The hike into campsite 37 was a very easy 5 miles. The next morning we could have left our camp set up, hiked the 4 miles up and back on Swallow Fork with a small pack of water and snacks. Back at campsite 37 we could take down our camp and walked out the easy 5 miles in the afternoon. That 13 miles would have been much easier than carrying heavy packs up Swallow Fork and then 2 more uphill miles of Mt Sterling Ridge. We were pretty spent after those 6 miles of uphill which made the 6 miles down Baxter Creek Trail pretty tough going.
Doing the same loop only in the opposite direction might also have been a better option. I’ve hiked those 6 miles up Baxter Creek before and that’s tough, but probably would have been easier on the first day while we were well rested even though our packs were a little heavier, than the 6 uphill miles we did on the second day. Campsite 38 on top of Mt Sterling is very nice, but it’s water source is almost a half mile away. That’s a major drawback. Still, it’s a beautiful spot and our hike the second day would have been a less steep downhill trek.
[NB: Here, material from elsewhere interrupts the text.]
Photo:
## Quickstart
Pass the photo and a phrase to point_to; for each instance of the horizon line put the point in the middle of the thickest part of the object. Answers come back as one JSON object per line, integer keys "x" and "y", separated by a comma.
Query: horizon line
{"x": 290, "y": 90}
|Gene's little pile of treasures he found around camp.|
2 tent pegs, 3 rubber bands, a metal clip, and 3 cents.
Every time I talk with my mother she asked if we’ve seen a bear. The answer to that question is still “no”. I can’t believe it. We’ve been here so long and still no bear. On this backpack we saw two small garter snakes and heard lots of birds.
The highlight for wildlife this trip were the synchronous fireflies. Each year during early June, folks flock to Elkmont Campground on the Tennessee side of the Park to see this phenomenal natural light show. We had our own private showing at campsite 37 on Wednesday night. We didn’t have the large numbers of fireflies like there are at Elkmont, but it was a pretty spectacular event nevertheless. What a treat and totally unexpected.
That’s it for today. Thanks for tagging along.